To select a random sample of objects in a collection, you can use the nextSample method provided by in RandomUtils.DataGenerator. Specifically, if c is a java.util.Collection<T> containing at least k objects, and randomData is a RandomUtils.DataGenerator instance randomData.nextSample(c, k) will return an List<T> instance of size k consisting of elements randomly selected from the collection. If c contains duplicate references, there may be duplicate references in the returned array; otherwise returned elements will be unique (i.e. the sampling is without replacement among the object references in the collection).

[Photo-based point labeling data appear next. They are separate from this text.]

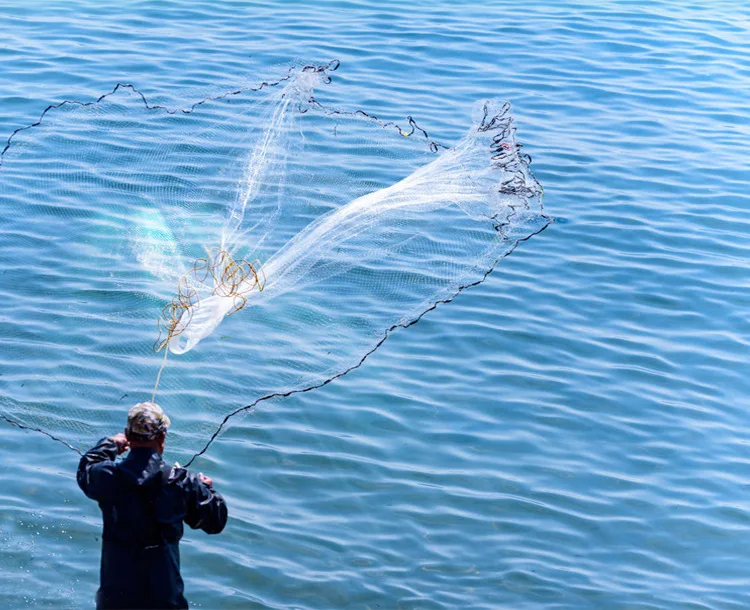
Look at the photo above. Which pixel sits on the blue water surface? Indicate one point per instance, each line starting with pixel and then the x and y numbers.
pixel 572 433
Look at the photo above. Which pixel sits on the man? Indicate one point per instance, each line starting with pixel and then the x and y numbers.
pixel 144 503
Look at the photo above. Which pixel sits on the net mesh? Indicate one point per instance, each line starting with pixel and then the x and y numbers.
pixel 266 241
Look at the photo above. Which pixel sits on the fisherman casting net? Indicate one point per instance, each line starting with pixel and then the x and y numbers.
pixel 276 240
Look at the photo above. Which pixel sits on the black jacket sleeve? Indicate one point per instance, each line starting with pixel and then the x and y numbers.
pixel 96 470
pixel 206 508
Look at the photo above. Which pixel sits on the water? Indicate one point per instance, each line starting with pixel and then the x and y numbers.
pixel 569 434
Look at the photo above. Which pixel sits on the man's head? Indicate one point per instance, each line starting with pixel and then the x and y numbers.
pixel 147 426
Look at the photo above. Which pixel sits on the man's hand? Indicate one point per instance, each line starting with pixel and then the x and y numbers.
pixel 122 443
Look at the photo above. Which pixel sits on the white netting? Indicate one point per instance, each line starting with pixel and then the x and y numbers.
pixel 114 210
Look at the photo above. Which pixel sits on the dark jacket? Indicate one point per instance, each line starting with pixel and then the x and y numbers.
pixel 144 503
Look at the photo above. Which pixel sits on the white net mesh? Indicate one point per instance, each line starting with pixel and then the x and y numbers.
pixel 352 230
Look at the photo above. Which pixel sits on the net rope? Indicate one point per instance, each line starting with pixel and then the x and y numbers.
pixel 322 232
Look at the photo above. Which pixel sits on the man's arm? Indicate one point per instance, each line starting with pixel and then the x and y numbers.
pixel 97 467
pixel 206 508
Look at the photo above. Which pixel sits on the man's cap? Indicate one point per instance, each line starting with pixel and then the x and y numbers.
pixel 146 419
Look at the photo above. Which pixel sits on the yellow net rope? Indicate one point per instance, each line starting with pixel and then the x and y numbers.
pixel 220 275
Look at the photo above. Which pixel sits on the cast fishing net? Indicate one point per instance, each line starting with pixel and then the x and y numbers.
pixel 255 244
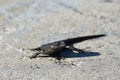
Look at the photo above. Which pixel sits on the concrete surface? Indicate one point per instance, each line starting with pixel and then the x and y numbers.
pixel 31 23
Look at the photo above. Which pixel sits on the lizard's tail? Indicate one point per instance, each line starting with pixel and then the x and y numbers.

If n and k are integers with k < n, then randomData.nextPermutation(n, k) returns an int[] array of length k whose whose entries are selected randomly, without repetition, from the integers 0 through n-1 (inclusive).

2.6 Generating data like an input file

Using the EmpiricalDistribution class, you can generate data based on the values in an input file:

int binCount = 500;
EmpiricalDistribution empDist = new EmpiricalDistribution(binCount);
RealDistribution.Sampler sampler = empDist.createSampler(RandomSource.create(RandomSource.MT));
double value = sampler.nextDouble(); 
The entire input file is read and a probability density function is estimated based on data from the file. The estimation method is essentially the Variable Kernel Method with Gaussian smoothing. The created sampler will return random values whose probability distribution matches the empirical distribution (i.e. if you generate a large number of such values, their distribution should "look like" the distribution of the values in the input file. The values are not stored in memory in this case either, so there is no limit to the size of the input file.